I did find a thread from January about racoons living in an indoor, I think my problem is different enough that I started a new thread. So far, no racoons are living in the barn, and I want to keep it that way!
Two nights ago, during a bad snowstorm (early evening) I was in barn getting ready to bring horses in and there was a huge ruckus in one of the donkeys run in shed. The donkeys were chasing two racoons out of shed, one racoon headed for barn, the other went the other way - moving quickly across a 10+ acre field. I now think the one that headed for barn ended up camping out near barn for the night.

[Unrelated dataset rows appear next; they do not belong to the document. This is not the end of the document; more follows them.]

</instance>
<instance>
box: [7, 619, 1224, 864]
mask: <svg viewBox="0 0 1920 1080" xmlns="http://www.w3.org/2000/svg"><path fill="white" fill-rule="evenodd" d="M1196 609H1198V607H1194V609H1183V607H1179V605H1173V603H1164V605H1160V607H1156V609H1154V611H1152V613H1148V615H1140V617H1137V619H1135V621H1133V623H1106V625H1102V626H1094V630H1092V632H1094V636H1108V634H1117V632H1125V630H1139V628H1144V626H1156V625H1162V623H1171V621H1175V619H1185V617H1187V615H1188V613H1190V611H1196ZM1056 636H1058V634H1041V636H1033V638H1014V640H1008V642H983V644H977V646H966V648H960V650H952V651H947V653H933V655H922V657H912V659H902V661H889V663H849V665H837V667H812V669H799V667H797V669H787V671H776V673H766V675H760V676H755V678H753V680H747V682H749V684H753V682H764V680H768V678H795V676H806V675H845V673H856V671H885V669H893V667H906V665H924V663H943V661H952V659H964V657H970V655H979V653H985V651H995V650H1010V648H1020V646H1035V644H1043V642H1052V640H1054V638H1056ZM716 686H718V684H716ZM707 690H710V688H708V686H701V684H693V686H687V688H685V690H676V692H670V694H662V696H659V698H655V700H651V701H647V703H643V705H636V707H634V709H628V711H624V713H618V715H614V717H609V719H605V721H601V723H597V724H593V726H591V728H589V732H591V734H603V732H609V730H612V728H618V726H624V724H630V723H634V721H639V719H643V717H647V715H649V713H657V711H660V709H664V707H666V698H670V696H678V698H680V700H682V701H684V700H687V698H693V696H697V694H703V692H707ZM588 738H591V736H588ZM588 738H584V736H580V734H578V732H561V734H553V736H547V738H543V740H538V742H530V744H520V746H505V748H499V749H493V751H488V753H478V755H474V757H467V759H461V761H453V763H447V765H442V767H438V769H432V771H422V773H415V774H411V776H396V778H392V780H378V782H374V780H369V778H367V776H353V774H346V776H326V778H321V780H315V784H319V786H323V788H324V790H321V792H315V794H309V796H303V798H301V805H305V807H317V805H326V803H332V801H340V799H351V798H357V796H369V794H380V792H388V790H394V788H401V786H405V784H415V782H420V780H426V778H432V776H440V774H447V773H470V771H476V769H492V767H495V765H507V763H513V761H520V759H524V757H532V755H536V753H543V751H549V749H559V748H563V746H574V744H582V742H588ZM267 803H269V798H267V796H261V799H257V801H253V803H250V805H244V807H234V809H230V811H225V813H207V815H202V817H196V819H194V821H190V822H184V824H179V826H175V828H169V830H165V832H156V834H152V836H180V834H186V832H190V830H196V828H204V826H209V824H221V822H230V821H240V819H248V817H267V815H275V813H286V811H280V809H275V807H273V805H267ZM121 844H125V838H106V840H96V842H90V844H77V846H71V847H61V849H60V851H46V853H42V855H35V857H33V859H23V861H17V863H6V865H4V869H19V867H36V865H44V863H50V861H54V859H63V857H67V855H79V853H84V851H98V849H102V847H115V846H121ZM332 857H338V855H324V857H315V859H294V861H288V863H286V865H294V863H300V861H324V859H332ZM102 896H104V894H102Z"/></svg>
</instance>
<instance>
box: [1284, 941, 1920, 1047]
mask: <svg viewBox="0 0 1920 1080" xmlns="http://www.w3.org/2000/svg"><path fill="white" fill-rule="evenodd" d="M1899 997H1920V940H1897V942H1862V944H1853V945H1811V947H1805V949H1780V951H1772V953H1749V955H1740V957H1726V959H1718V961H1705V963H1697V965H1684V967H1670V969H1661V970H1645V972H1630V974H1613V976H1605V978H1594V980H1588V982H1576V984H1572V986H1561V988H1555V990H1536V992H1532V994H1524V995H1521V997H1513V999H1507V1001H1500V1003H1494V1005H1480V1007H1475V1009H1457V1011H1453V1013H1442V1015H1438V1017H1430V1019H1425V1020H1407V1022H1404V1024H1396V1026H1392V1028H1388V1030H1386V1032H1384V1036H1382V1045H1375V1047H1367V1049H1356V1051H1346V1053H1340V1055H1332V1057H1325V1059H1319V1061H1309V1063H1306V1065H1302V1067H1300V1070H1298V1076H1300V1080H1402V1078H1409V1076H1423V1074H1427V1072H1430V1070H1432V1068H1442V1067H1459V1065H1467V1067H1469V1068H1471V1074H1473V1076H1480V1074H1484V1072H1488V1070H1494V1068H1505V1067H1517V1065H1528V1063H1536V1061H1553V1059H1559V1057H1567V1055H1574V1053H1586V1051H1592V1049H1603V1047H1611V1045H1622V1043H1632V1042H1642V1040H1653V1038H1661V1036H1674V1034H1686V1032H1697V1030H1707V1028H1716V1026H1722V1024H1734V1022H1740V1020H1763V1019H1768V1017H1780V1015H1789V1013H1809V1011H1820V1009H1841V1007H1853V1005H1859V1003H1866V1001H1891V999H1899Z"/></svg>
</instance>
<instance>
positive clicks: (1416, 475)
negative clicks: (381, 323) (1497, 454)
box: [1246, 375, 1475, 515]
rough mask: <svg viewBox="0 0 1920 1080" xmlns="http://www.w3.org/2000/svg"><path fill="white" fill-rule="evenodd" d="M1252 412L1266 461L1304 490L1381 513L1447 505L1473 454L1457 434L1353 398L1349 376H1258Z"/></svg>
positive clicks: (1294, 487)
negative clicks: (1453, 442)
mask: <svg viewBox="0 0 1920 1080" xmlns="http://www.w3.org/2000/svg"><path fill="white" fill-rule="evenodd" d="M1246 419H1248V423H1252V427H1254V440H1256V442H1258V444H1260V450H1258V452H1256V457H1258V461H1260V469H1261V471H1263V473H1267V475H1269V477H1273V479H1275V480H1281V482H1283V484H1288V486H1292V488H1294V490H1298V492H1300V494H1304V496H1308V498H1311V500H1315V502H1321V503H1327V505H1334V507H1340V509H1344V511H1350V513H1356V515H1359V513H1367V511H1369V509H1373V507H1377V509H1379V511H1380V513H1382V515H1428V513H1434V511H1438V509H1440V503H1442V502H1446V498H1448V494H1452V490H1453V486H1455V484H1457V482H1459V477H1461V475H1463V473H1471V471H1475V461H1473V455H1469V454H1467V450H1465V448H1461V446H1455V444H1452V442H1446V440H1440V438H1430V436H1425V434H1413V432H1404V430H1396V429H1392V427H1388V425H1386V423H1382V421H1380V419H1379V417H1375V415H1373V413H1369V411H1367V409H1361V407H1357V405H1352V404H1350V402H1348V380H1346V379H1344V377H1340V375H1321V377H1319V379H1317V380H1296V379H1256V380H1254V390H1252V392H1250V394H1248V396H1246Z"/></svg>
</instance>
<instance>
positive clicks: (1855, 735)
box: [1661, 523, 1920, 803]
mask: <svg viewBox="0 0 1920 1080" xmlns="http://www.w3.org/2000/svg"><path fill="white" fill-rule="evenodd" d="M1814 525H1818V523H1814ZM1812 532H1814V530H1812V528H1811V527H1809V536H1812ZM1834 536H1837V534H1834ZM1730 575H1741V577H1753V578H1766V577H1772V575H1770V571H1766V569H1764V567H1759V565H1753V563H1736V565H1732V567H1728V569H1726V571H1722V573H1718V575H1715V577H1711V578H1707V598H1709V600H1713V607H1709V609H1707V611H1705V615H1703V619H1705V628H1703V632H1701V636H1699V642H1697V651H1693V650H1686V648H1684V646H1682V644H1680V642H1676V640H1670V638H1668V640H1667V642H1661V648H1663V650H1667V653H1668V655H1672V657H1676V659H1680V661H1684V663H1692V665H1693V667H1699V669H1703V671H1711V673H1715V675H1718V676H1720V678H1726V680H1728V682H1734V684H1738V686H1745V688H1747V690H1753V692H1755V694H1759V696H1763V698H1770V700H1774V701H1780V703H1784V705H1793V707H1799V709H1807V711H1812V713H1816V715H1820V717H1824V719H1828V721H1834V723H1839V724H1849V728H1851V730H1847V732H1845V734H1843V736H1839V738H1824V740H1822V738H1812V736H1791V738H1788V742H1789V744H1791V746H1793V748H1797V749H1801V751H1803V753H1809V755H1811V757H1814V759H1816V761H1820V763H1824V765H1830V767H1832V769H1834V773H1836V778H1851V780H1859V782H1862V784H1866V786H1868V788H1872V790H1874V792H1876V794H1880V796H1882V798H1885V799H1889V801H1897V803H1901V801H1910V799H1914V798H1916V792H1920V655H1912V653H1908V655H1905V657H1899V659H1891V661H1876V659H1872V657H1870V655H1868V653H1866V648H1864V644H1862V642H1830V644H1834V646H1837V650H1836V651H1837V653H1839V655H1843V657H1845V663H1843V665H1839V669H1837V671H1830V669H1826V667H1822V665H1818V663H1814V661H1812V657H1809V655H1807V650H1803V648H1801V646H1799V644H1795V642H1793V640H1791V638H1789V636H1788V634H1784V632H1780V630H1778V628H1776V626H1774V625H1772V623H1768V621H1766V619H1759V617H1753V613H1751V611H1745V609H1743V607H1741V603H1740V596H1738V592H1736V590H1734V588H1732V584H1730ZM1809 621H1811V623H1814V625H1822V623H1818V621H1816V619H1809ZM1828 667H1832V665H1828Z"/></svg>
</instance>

Unfortunately, I didn’t realize it stuck around and there was cat food put out in the morning. I went back inside and came out a short time later to find it was in the barn. I got it out of barn, and it took off to a neighbor’s barn down the road - the other direction of where its friend went the night before. This neighbor (cows, not horses) has complained profusely about having an abundance of racoons in and around their barns for years. I have not had a problem, I think I have seen one racoon in the last ten years, but I had dogs who always accompanied me up until last year or maybe the donkeys chased them off, not sure but have never even seen their footprints/tracks much less an actual racoon besides that one time.
It came back last night. The sliding barn doors don’t stay completely shut tight, are moveable to some degree, and it squeezed in. All cat food was removed, it checked the place out but wouldn’t leave and after a couple hours I was desperate, so put a can of cat food upwind of barn 100ft or so just to get it to leave since previous attempts just had it coming back in through the weak doors. While it was eating, I got out my drill, 3/4 " plywood, 2x10s, and made the doors tight but still functional. It held. I can see where the racoon tore chunks off the door and footprints all around barn, but it was unable to come back into the barn.

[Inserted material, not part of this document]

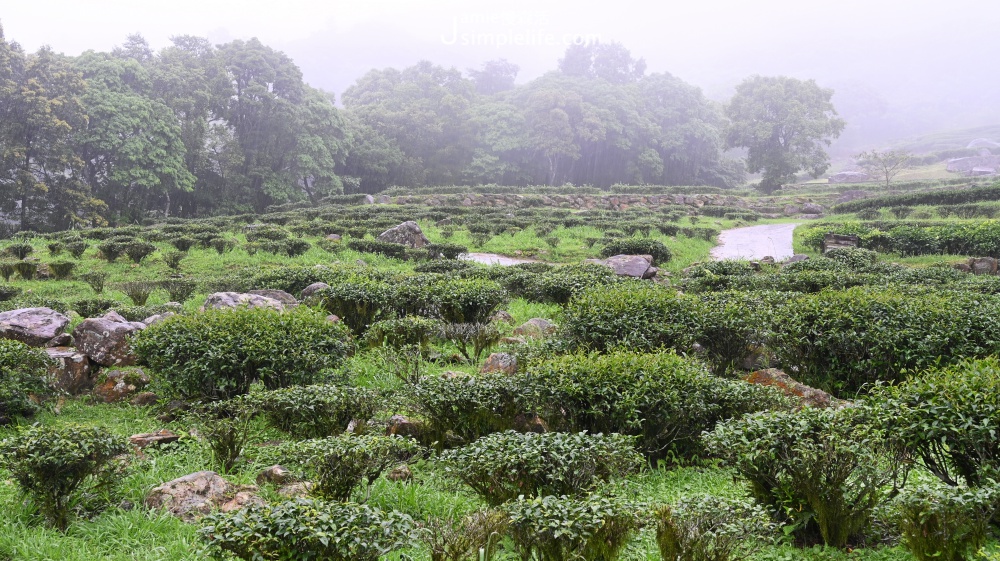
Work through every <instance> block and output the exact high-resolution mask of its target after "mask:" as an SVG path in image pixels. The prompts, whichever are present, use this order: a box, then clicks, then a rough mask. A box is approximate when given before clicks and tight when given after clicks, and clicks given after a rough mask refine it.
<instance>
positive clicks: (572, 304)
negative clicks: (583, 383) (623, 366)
mask: <svg viewBox="0 0 1000 561" xmlns="http://www.w3.org/2000/svg"><path fill="white" fill-rule="evenodd" d="M701 306H702V305H701V302H700V301H699V300H698V299H697V298H694V297H693V296H687V295H684V294H679V293H677V292H676V291H674V290H670V289H667V288H662V287H659V286H650V285H649V284H648V283H646V284H642V285H638V286H636V285H634V284H622V285H620V286H608V287H601V288H594V289H590V290H586V291H584V292H583V293H581V294H579V295H577V296H575V297H574V298H573V299H572V300H571V301H570V303H569V305H568V306H566V310H565V312H564V314H563V330H564V334H565V336H566V337H567V338H568V339H570V340H571V341H572V342H574V343H575V344H577V345H580V346H581V347H584V348H588V349H592V350H595V351H606V350H608V349H610V348H613V347H619V346H620V347H624V348H628V349H632V350H635V351H652V350H656V349H661V348H662V349H676V350H677V351H679V352H687V351H688V350H690V348H691V345H692V344H694V343H695V342H696V341H697V340H698V339H699V336H700V333H701V329H702V319H701V318H702V310H701Z"/></svg>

Did I really screw up putting that food out to get it out of the barn? If I keep doors shut, will it eventually go away for good? I expect it will come back and try to get in barn again, any idea for how long it might keep coming back before deciding nothing to eat here? Should I keep barn doors shut 24/7?
During wee hours barn check I realized I had also locked in two feral cats that I think came from cow barn down the road. I was thinking of creating a cat door really high off the ground so they can get out. From what I’ve read racoons can’t access openings if they are high enough. Anyone have firsthand experience with this and any tips?
I have my own barn cats, not feral and fixed/shots up to date. My plan is that they will get only dry food in the day - will this be ok?
I don’t think the racoon was rabid, just scared and hungry and now alone without its friend. It looked young to me, but I don’t know anything about racoons. It did seem to be favoring a front paw, no visible injuries so perhaps the donkey got it but seemed healthy otherwise.
Any advice appreciated. They sure look cute until they aren’t. And impressively destructive.